We used a deterministic approach in order to develop a simple mathematical model to relate the expression of a report protein RFP with different concentrations of ethanol and methanol. By making some hypothesis, we were able to end up with a very simplified model that can help us to understand about the biological mechanism of the activation of the promoter PAOX. This activation is mediated by the transcript factor Mxr1 that in the presence of methanol, activates the expression of the promoter. Nevertheless, the Mxr1 repress the expression of the promoter in the presence of other sources of carbon, like ethanol.
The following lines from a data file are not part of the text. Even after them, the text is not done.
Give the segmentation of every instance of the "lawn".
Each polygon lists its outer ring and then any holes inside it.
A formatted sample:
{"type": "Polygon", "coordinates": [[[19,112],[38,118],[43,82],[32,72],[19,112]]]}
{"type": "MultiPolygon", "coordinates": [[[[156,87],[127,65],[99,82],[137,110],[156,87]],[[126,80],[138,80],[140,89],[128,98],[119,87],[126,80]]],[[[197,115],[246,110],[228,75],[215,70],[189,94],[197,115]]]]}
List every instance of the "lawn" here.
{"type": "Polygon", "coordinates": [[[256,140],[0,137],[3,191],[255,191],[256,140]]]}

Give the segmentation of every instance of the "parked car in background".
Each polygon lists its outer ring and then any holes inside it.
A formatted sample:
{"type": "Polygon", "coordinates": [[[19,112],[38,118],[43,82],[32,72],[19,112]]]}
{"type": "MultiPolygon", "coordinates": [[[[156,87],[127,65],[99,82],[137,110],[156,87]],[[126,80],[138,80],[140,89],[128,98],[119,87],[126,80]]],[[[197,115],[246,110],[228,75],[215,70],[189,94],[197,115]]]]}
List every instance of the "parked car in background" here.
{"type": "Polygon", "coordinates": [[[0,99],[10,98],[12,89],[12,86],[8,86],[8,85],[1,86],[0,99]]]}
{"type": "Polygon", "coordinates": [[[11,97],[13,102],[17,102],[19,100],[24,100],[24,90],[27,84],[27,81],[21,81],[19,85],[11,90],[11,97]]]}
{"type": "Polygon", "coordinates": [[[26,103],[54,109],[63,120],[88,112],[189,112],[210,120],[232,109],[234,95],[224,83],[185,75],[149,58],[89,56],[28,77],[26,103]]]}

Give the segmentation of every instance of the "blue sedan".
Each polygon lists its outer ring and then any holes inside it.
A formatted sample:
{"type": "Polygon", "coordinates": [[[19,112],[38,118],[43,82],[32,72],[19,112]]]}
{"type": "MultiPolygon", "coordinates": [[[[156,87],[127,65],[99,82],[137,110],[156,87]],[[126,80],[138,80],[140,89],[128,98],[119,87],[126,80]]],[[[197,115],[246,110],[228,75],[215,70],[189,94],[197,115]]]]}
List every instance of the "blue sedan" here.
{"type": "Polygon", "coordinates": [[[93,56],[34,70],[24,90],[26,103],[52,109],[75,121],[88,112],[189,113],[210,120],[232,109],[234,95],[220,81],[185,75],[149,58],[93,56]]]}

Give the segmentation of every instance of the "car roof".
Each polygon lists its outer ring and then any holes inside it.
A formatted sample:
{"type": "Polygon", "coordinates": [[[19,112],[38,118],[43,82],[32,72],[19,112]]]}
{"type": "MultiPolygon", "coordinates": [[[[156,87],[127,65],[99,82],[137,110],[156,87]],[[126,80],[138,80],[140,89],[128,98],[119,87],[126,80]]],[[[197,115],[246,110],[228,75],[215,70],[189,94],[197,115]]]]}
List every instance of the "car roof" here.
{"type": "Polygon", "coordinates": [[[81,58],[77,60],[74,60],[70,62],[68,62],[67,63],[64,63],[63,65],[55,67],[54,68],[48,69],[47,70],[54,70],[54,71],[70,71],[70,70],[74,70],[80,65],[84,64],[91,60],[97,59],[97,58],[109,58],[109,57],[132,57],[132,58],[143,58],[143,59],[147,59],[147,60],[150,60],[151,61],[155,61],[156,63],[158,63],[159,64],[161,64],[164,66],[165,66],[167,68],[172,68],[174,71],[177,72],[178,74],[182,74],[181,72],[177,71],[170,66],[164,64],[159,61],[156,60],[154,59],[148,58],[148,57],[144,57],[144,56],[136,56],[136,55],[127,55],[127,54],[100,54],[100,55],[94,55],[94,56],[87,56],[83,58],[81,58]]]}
Because of that, in our experimental design we decided to use a modified Mxr1 transcript factor that instead of repressing the expression of the promoter in the presence of ethanol, it activates.

The model

We first model the reaction of the “activation” of the transcript factor, referred as (X), by ethanol or methanol. Initially, the transcript factor is free, Xf. Then, after interacting with the ethanol or methanol, it becomes Xet or Xmet. This reaction can be described as follows:

\begin{equation} X_f + et \leftrightarrows X_{et} \end{equation} \begin{equation} X_f + met \leftrightarrows X_{met} \end{equation}

Our first hypothesis is that this reaction occurs much faster than the report protein production. Because of that, we can assume that this reaction reaches quickly the equilibrium. Then at the equilibrium point we have:

\begin{equation} \frac{d[X_{et}]}{dt} = \beta^{+}_{et}[et][X_f] - \beta^{-}_{et}[X_{et}] = 0 \end{equation} \begin{equation} \frac{d[X_{met}]}{dt} = \beta^{+}_{met}[met][X_f] - \beta^{-}_{met}[X_{met}] = 0 \end{equation}

and so,

\begin{equation} [X_{et}]_{eq} = \beta_{et}[et][X_f]_{eq} \end{equation} \begin{equation} [X_{met}]_{eq} = \beta_{met}[met][X_f]_{eq} \end{equation}

where

$$\beta = \frac{\beta^+}{\beta^-}$$

A second hypothesis we will assume is that at the equilibrium, the concentration of Xf is much lower than the transcript factor modified by ethanol or methanol. In mathematical formulation:

\begin{equation} [X_{f}]_{eq} \ll ( [X_{et}]_{eq}+[X_{met}]_{eq} ) \end{equation}

This hypothesis seems quite reasonable since the concentration of methanol or ethanol is expected to be orders of magnitude higher than the concentration of the transcript factor. Then it is expected that the majority of the transcript factor have interacted with those metabolites. We can also assume that the concentration of the metabolites do not change in time by this reaction.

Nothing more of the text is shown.